Spin-trapping of free radicals formed during in vitro and in vivo metabolism of 3-methylindole

• Published in: The Journal of biological chemistry Vol. 259; no. 7; pp. 4447 - 4451
• Main Authors: Kubow, S, Janzen, E G, Bray, T M
• Format: Journal Article
• Language: English
• Published: Bethesda, MD Elsevier Inc 10.04.1984; American Society for Biochemistry and Molecular Biology
• Subjects: Analytical, structural and metabolic biochemistry; Animals; Biological and medical sciences; Cysteine - pharmacology; Cytochrome P-450 Enzyme System - metabolism; Electron Spin Resonance Spectroscopy; Free Radicals; Fundamental and applied biological sciences. Psychology; Glutathione - pharmacology; Goats; Indoles - metabolism; Kinetics; Lung - metabolism; Male; Microsomes - drug effects; Microsomes - metabolism; Mixed Function Oxygenases - metabolism; Non peptidic neurotransmitters, polyamines; Other biological molecules; Phenobarbital - pharmacology; Skatole - metabolism; Ultraviolet Rays; In vivo; Metabolite; Lung; Caprine; EPR spectrometry; Tryptophan; Microsome; Metabolism; In vitro; Spin trapping; Free radical
• ISSN: 0021-9258; 1083-351X
• DOI: 10.1016/S0021-9258(17)43067-5

Electron spin resonance spin-trapping techniques were used to investigate the in vitro and in vivo formation of free radicals during 3-methylindole (3MI) metabolism by goat lung. Utilizing the spin trap phenyl-t-butylnitrone, a nitrogen-centered free radical was detected 3 min after the addition of 3MI to an in vitro incubation system containing goat lung microsomes in the presence of NADPH and O2. The spectrum of the spin adduct was identical to that observed when 3MI was irradiated with ultraviolet light.
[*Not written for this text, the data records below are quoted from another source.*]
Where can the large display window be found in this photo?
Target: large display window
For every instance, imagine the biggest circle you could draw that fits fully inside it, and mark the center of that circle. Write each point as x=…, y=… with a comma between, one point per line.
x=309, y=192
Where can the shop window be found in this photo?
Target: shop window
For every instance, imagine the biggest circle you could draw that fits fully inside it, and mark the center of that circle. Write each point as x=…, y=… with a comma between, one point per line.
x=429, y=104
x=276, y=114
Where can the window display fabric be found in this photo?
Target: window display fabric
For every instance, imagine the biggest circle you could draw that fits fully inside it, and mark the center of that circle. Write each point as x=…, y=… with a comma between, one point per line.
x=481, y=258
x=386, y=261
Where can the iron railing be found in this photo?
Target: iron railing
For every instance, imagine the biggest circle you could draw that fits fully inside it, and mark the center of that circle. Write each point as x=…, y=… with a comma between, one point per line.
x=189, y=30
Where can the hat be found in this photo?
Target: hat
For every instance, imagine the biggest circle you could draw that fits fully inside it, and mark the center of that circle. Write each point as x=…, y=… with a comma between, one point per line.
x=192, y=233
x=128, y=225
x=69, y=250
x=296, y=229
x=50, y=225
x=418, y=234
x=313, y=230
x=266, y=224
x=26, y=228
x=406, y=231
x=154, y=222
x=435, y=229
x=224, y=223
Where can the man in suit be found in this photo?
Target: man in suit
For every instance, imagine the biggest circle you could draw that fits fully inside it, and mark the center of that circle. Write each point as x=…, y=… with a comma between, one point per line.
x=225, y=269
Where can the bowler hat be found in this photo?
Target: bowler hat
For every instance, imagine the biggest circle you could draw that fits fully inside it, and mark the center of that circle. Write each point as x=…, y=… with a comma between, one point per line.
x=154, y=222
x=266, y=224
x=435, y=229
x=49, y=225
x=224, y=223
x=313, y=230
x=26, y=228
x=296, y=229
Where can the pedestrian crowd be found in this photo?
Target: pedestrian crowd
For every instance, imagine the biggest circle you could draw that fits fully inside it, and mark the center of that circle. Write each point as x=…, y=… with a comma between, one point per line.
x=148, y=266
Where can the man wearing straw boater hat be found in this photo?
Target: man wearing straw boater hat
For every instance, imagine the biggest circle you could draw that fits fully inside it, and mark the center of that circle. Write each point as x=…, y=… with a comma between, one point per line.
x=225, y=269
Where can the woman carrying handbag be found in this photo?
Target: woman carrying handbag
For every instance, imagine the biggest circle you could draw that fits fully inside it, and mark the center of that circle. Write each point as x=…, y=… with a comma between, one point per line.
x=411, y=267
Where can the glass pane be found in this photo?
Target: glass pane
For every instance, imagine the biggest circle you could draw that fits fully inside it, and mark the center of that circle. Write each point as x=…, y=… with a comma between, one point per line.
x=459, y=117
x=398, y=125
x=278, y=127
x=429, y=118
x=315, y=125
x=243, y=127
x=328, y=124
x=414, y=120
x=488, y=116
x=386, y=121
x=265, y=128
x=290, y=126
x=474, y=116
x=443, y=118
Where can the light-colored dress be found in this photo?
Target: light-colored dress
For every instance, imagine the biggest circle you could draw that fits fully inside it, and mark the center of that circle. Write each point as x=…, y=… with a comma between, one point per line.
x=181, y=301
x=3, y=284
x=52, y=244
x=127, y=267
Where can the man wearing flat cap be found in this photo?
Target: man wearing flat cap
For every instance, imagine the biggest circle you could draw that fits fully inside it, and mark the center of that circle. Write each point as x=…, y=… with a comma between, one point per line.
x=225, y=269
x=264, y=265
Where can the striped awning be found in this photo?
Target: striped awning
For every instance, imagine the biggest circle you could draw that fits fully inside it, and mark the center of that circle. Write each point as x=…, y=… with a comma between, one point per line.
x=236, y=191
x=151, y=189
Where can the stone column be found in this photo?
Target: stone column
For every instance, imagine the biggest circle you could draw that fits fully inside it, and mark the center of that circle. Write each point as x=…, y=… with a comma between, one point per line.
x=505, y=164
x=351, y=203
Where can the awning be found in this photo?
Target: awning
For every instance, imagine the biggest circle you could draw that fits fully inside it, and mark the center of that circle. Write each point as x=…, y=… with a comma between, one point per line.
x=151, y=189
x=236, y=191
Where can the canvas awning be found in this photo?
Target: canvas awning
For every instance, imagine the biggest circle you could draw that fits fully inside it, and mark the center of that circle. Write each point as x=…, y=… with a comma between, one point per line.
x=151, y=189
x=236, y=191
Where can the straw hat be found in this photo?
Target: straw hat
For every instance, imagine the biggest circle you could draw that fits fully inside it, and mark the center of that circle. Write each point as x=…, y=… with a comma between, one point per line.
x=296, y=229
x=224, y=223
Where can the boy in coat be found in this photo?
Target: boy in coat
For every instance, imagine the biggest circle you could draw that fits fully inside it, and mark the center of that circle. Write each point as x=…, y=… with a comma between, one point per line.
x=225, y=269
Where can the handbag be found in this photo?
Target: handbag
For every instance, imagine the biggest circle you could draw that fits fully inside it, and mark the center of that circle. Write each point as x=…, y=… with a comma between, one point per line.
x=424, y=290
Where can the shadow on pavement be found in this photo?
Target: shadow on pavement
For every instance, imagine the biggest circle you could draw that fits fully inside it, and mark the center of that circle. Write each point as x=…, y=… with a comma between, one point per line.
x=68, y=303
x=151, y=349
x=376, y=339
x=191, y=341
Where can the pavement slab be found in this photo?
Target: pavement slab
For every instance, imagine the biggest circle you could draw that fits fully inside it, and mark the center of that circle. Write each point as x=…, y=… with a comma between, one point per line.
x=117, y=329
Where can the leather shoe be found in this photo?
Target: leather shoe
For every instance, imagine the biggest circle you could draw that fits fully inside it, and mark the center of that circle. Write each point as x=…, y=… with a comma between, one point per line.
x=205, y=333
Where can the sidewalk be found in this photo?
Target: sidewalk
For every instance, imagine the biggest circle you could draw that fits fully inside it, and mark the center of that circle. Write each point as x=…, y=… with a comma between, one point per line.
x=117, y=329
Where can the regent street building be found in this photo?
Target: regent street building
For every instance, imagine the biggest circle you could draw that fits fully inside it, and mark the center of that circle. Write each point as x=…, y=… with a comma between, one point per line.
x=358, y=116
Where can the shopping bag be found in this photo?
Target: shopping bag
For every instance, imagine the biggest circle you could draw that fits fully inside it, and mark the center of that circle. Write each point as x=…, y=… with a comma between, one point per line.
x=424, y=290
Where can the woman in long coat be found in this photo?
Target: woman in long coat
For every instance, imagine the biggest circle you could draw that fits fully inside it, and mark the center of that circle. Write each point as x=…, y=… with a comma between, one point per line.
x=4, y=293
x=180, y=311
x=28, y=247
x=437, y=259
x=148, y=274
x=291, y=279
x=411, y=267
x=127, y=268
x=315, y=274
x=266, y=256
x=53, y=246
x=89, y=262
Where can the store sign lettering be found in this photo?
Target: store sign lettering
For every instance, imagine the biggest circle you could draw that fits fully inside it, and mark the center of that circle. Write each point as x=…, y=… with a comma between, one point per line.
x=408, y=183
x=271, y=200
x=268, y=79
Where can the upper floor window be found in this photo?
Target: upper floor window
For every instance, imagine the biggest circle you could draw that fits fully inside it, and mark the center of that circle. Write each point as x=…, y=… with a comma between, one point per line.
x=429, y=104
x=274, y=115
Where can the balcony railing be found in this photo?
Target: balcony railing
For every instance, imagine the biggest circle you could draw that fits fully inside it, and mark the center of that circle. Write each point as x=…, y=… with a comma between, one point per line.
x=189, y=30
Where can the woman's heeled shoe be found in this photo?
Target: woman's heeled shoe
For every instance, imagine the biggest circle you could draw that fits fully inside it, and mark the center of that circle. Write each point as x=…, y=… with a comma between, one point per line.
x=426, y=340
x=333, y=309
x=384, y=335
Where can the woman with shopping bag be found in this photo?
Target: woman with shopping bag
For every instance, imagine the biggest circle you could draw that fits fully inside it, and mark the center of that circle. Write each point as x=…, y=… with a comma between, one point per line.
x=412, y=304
A carbon-centered radical was also observed which increased in concentration with increasing incubation time. Microsomal incubations containing ferrous sulfate in the absence of 3MI to initiate lipid peroxidation produced the same carbon-centered free radical as obtained by spin-trapping. Malondialdehyde, and end product of lipid peroxidation, was also found to increase in concentration with increasing incubation time of 3MI. The concept that 3MI causes lipid peroxidation in the lung was supported by the in vivo study in which a carbon-centered radical was spin-trapped by phenyl-t-butylnitrone in lungs of intact goats infused with 3MI. This carbon-centered radical had hyperfine splitting constants identical to those carbon-centered free radicals trapped in in vitro incubations of 3MI. These data demonstrate that microsomal metabolism of 3MI produces a nitrogen-centered radical from 3MI which initiates lipid peroxidation in vitro and in vivo causing the formation of carbon-centered radicals from microsomal membranes.